Письмо

Владимир Лыгин
                Письмо

 - Ну, ты давай, Сашка, хлебай щи-то, пока горячие!
 Два мужика, пятидесяти с небольшим лет сидели за широким обеденным столом,  накрытым по-простому.  Хлебали обычные деревенские мясные щи из кислой капусты. Разговаривали степенные деревенские разговоры, обсуждали новые цены на хлеб – почему и с чего вдруг, обычный серый стал дороже. Был четырнадцать, а стал целых шестнадцать копеек.
 На столе, кроме хлеба, была еще лишь сковорода с дымящейся жареной картошкой, да соль.
 Гость – крепкий, коренастый мужик Сашка Петров изредка поглядывал в сторону кухни, где ловко орудуя ухватом, хозяйка отправляла в печь железные листы с ровно уложенными в ряды ватрушками и преснушками, не достанет ли она  из шкафа бутылочку с первачем.
 Но, видимо сегодня был не тот день, да и хозяин крупный, бородатый, с огромной лысиной мужик, вдруг привстал навстречу отворившейся входной двери избы, в которой появилась пожилая женщина с огромной почтовой сумкой. Обычно она оставляла газеты и письма в прибитом к деревянным воротам ящике, а тут вошла сама.
 Из кухни, вытирая руки о тряпку, вышла хозяйка, насторожилась.
 -А вот и почтальонка. Уже пенсия? – осведомился Петров.
-Здравствуйте. Нет.

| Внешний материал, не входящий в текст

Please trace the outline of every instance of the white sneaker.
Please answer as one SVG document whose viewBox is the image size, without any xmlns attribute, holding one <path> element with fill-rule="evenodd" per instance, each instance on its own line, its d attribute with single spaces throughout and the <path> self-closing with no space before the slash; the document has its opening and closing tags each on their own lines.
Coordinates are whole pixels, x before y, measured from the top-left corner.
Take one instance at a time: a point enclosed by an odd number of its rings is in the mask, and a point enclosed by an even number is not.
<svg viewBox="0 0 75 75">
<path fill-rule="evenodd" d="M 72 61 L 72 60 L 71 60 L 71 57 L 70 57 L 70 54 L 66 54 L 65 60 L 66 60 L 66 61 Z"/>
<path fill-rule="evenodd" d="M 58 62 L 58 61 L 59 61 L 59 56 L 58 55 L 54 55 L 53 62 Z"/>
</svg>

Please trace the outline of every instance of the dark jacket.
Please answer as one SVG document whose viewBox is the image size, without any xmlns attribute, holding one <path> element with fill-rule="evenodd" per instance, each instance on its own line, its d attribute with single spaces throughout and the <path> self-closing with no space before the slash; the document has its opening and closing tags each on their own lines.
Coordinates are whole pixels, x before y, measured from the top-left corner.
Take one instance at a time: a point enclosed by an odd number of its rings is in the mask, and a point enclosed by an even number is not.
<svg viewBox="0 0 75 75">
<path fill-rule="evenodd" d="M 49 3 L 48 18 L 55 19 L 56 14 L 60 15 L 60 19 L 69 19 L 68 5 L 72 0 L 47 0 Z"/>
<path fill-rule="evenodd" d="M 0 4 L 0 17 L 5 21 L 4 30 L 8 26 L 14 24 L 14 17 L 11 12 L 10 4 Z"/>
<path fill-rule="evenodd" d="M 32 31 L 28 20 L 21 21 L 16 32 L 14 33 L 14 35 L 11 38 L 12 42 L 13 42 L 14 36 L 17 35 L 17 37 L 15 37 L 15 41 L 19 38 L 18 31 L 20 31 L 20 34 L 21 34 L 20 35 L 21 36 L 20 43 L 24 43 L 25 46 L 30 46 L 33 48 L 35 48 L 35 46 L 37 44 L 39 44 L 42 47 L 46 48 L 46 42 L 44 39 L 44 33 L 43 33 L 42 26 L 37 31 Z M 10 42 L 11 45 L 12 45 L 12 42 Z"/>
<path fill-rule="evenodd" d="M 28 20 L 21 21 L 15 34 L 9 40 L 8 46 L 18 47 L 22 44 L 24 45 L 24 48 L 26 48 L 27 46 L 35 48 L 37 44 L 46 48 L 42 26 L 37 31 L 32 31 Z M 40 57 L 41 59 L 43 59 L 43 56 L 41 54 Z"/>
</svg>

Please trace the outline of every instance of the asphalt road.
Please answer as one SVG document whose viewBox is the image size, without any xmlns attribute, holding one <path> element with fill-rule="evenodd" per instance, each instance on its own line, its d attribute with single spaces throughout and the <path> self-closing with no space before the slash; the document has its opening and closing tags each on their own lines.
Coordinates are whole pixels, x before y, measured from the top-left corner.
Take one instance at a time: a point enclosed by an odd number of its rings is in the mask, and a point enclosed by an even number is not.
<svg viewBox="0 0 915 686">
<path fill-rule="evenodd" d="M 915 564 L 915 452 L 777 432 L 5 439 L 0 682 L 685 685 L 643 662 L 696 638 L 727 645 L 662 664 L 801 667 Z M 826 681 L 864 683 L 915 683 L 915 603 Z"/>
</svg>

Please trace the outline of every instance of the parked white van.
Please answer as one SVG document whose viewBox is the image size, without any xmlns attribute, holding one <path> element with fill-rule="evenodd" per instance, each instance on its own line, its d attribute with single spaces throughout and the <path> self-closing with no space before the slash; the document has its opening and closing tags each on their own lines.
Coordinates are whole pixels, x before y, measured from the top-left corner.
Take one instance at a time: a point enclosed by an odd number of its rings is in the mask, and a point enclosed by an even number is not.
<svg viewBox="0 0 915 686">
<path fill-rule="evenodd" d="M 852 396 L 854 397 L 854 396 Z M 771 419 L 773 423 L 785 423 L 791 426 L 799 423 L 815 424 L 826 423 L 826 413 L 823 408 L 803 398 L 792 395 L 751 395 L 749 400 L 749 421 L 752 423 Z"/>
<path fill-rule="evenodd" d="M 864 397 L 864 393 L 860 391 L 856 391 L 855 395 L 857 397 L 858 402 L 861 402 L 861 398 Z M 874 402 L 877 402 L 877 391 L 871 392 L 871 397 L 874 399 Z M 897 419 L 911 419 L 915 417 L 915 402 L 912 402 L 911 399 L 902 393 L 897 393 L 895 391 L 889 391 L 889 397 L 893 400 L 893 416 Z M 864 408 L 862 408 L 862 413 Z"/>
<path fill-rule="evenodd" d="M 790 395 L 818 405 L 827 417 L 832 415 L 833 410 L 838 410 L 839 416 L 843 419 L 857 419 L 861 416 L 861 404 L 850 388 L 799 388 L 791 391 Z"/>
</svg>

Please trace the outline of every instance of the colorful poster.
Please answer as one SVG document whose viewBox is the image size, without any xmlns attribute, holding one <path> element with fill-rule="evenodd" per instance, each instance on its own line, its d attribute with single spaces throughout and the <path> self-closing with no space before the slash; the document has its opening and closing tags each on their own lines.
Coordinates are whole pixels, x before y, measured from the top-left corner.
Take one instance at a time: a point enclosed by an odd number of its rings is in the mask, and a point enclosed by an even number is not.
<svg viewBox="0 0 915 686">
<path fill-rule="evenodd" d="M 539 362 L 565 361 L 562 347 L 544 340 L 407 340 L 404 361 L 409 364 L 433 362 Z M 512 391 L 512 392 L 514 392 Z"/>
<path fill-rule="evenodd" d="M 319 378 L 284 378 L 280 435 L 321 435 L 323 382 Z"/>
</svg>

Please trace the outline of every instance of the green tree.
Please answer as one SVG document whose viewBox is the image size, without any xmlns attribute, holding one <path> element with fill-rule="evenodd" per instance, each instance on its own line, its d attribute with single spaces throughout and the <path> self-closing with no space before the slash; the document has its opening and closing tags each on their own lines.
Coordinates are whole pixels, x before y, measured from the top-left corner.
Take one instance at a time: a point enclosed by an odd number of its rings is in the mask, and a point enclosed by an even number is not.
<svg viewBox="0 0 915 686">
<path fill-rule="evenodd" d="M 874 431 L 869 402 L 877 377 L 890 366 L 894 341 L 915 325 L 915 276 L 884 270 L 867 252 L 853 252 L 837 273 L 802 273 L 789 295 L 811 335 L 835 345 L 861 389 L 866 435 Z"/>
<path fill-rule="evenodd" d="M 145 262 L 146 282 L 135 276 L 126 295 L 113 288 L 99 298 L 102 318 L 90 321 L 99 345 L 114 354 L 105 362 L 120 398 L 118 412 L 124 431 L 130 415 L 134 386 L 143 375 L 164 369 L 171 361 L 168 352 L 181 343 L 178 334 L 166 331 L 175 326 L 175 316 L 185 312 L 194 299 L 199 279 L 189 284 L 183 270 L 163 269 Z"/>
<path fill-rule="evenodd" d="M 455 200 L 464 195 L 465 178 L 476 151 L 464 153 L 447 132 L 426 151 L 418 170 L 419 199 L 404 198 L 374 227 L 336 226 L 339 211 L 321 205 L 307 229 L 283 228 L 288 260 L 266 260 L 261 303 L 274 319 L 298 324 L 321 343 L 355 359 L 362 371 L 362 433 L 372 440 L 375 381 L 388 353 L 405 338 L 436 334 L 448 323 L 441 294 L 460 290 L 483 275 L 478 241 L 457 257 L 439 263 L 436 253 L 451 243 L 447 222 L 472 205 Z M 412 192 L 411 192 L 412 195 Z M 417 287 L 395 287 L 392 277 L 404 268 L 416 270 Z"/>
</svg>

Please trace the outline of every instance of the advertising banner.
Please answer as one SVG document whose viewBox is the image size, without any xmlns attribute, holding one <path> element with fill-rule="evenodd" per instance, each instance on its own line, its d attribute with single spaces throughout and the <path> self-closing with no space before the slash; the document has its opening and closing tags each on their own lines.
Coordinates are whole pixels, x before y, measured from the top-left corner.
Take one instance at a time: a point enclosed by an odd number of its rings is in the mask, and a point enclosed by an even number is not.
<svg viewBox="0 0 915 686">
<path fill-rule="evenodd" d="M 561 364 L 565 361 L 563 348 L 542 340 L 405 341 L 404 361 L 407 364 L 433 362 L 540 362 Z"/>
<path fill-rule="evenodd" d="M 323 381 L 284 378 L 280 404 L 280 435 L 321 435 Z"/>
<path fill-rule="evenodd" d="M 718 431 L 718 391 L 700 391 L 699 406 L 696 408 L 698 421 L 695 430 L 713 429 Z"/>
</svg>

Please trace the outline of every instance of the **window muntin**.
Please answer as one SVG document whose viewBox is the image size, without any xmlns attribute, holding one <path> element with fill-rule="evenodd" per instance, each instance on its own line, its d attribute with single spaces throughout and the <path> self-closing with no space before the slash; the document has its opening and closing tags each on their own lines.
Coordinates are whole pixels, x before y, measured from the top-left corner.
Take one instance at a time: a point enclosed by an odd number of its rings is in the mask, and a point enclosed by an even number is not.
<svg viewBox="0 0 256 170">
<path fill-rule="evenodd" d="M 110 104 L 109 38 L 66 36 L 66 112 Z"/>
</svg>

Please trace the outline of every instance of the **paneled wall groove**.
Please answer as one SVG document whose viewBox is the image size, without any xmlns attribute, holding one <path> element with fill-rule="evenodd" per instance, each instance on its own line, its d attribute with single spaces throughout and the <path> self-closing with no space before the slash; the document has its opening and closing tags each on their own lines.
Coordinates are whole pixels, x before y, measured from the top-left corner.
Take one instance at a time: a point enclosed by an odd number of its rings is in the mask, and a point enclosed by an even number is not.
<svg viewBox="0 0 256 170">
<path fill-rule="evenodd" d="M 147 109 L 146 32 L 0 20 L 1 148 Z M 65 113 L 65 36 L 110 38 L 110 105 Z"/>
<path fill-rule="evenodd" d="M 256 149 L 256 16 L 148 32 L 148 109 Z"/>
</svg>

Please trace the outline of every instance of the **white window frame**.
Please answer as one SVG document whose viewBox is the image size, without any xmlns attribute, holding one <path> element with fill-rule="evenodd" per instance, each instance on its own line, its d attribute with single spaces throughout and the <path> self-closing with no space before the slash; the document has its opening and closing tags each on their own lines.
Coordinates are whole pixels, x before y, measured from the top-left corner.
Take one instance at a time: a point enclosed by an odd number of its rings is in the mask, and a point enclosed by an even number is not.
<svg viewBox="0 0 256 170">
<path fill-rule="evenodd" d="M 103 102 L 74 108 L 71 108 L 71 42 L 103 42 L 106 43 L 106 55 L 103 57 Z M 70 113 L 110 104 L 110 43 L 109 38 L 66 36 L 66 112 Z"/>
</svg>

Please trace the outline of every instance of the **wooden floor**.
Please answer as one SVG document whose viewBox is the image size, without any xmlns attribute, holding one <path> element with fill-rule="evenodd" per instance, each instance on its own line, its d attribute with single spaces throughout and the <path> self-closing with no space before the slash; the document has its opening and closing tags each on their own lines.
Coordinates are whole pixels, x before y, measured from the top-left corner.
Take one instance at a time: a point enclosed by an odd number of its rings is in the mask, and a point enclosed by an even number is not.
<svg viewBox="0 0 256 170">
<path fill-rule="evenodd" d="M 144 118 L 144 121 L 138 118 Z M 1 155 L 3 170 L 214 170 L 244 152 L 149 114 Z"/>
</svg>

Еще рано.
 Почтальонка держала в руках простой, маленький, казенный конверт.
 - Лыгины? - Спросила она строгим голосом.
 -Да, -  упавшим голосом ответила хозяйка.
 -Да ты что, разве не знашь? – язвительно спросил Сашка Петров.
 -Сколь годов уж почту носишь.
  Он  было хотел рассмеяться, да вовремя заметил красный, треугольный штемпель на конверте и четкую надпись: «Командир части, полевая почта».
 Именно так полгода назад принесли его соседу похоронку на сына из армии.
 -Вам письмо от командира части, только вы не волнуйтесь раньше времени, надо сначала прочитать, -  затараторила  женщина,  словно оправдываясь.
 - Вовка, сынок! – Охнула хозяйка и присев на стоящую рядом скамью, повалилась на нее, запричитала.
 - Егоровна, да не  убивайся  ты, - подбежала к ней, сбросив свою огромную сумку почтальонка.
  Она сунула хозяину в руки конверт, словно он жег ей руки, принялась успокаивать теряющую сознание хозяйку.
 -Андреич, как же так? – срывающимся голосом спросил Петров, обращаясь к хозяину.
 -Не знаю, Сашка. Читай. Я ничего не вижу.
 Он словно окаменел и смотрел невидящими глазами куда-то за дверь, куда ушел год назад сын. Его третий сын, названный в честь умершего первого.
- Неужели правда? Не надо было его так называть, - бормотал он.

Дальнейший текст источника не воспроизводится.